As Mr Heathcote pointed out, the graph itself is a bit silly, but the idea that the basic unit of digital communication is "the website" has certainly peaked. (The meaning of "website" in this instance is hard to define, but we know it when we see it. And it probably involves a single URL that everything is hung from, an "about" page, legal disclaimers, some pointless Flash and a rotating product shot.)
Heathcote uses some Soho restaurants and cafes to illustrate his point. These places would once have had their own website with menus, opening hours etc. Now they just have Facebook pages and Twitter accounts. No-one has to remember the URL, they just remember who to friend and who to follow. Keeping these things up-to-date is easy when that's the prime purpose of the tool you're using.
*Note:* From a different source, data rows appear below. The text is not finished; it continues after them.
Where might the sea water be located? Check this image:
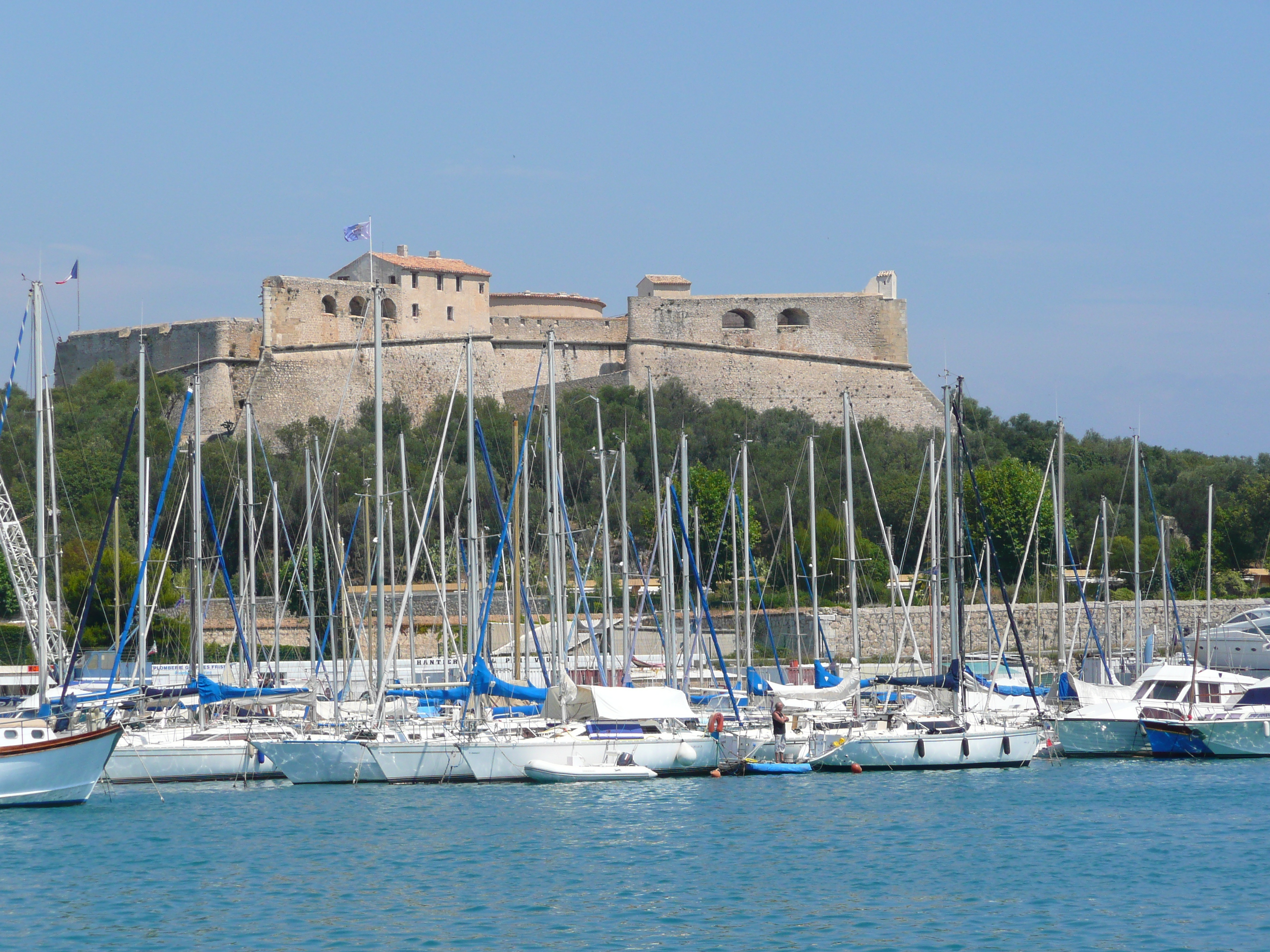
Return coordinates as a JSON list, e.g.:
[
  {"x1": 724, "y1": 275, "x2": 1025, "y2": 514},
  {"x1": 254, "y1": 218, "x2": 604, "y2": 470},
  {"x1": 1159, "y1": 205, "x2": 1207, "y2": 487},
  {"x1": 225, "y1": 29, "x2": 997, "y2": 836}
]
[{"x1": 0, "y1": 760, "x2": 1270, "y2": 952}]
No need to wrestle with proprietary web software, you can update your promotions and special offers via SMS.
So while these things technically sit on the web, they're not from the static web of sites we used to know - they're from an emerging web of data and relationships that gets constructed on the fly.
All of which makes it harder again for the old-school branding artists who had just about bent the web to their will by inventing the brand microsite: a tiny perfect world where the experience was perfectly in line with the mis- sion statement and the image attributes. A virtual world where the logo was a game, everything was on-brand and no pesky customers would poke their heads in to mess everything up.
Unfortunately, none of that's any use to you Post Web. Facebook and Twitter are the channel and the experience; you get a tiny icon and 140 text characters to deliver your brand values - echoing the tone and manner of the TV ads isn't going to get you anywhere. You have to optimise for interesting and usefulness, not for brand character and consistency. So if you can do interesting and be on-brand and squeeze it through a social service such as Twitter, then you're really on to something.
That's why I love the Kleenex Hayfever Mashup (Google it, or maybe even Bing it). It uses Twitter, a map and the gripes of Twittering hayfever sufferers to create something interesting, on-brand and even slightly useful. It's what the future of the branded social web might look like, but it won't win many prizes for art direction.